Medical personnel say they understand why outsiders are incredulous about this psychiatric view. "If I were a layman, I would say the same thing," says Dr. Charles Fogelman, chairman of the subcommittee on psychological health of the Defense Health Board, a volunteer advisory committee to DOD. "All I can say is that those of us who are professionals argue about it," he says.
General Sutton of the Defense Centers of Excellence argues that in some cases surviving a trauma can actually make a service member emotionally stronger and better able to cope with future adversity. "People who have had some heavy-duty experiences [in civilian life] often have learned from them and grown from them," she says. "Why shouldn't that also hold for guys in the theater?"
General Sutton says one of the centers' major goals will be to help train service members to build their resilience to traumatic situations so they can handle them more smoothly. The Army is conducting resilience training and soon will launch a training program in October aimed at teaching all Soldiers to cope with combat-related stress.
After the Fort Carson killings, a 27-member task force comprising physicians, psychiatrists, psychologists, social workers, legal specialists, and a chaplain interviewed most of the parties involved, correlated its findings with the military records of the accused Soldiers and with those of some 20,000 others on base, and issued a 126-page report filled with supporting data and tables.
Although the survey didn't blame the slayings on the fact that the accused Soldiers had been deployed in a combat zone, it reaffirmed the findings of previous studies that troops who had been exposed to combat appeared to have experienced higher levels of behavioral problems than those who had not.
And it said the investigation "suggests a possible association between increasing levels of combat exposure and risk for negative behavioral outcomes"-in other words, that serving in a war zone increases the likelihood that some will emerge with mental health problems. It also declared that the stigma problem "remains a key barrier" to service members' seeking treatment.
While some Army officials caution that the document involves only Fort Carson and does not necessarily apply to other bases, the conclusions seem to parallel those of broader studies conducted by the Walter Reed Army Medical Research Institute and RAND.

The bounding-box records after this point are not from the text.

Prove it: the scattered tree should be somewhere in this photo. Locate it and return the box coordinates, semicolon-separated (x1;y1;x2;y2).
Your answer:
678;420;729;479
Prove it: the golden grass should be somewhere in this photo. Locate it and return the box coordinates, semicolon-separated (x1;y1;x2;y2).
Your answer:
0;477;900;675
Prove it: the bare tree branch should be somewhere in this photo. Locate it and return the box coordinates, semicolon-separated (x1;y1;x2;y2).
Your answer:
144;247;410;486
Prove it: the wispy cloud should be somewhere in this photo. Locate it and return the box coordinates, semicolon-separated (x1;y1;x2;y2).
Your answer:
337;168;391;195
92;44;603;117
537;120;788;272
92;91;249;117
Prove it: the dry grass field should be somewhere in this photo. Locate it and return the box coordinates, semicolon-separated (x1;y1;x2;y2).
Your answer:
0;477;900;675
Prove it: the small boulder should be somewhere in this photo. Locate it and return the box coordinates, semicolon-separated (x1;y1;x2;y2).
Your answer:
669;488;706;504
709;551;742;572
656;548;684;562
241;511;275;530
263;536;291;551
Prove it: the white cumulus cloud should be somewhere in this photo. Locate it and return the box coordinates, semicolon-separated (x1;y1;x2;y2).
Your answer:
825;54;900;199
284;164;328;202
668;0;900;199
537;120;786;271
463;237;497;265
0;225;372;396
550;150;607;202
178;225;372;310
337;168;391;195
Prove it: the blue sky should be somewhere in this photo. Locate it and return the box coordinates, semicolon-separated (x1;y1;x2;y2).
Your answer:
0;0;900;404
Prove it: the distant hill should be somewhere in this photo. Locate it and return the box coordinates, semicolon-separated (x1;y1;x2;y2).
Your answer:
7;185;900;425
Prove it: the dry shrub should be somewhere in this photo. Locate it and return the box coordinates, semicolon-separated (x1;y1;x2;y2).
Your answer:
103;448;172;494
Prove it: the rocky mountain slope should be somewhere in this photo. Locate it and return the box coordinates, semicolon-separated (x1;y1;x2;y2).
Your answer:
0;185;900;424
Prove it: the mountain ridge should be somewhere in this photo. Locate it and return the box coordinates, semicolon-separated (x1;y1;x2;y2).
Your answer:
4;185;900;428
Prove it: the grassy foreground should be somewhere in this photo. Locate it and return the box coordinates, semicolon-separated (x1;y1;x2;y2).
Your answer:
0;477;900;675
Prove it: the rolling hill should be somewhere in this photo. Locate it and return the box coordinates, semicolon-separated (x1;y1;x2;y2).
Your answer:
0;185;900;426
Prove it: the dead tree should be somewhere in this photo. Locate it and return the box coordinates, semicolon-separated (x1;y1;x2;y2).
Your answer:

Indeed, over the past few years, the Walter Reed research unit has reported that the prevalence of PTSD, major depression, and alcohol abuse was significantly higher among Soldiers after they returned from deployment than before they left. It also has noted that Soldiers and Marines who served in Iraq, and thus experienced more firefights, were more likely to have PTSD than Afghanistan veterans.
Treatment Is Improving
Uncertainty about cause and effect doesn't mean that the services can't treat psychological and behavioral problems. Even the most severe critics concede that the military has improved markedly in handling such cases. Many consider the armed forces to be the cutting edge in identification and treatment of such illnesses, and, more recently, a pioneer in efforts to reduce the problem of stigma, which infects the civilian world as well.
Dr. Robert Ursano, who heads the psychiatry department at the Uniformed Services University of the Health Sciences, says one of the key tasks confronting military medicine over the next few months is to survey the plethora of mental health programs that have been established in recent years, weed out those that are overlapping or aren't working, and then build up those that are producing results. "It's adaptive design," he says. "As soon as information is obtained, we will feed that back to the military so they will implement it."
But the efforts have only begun to expand. "Our challenge at this point is to do a full-court press on the medical front," General Sutton says-and to do it as rapidly as possible.
"Time is not our friend," she warns.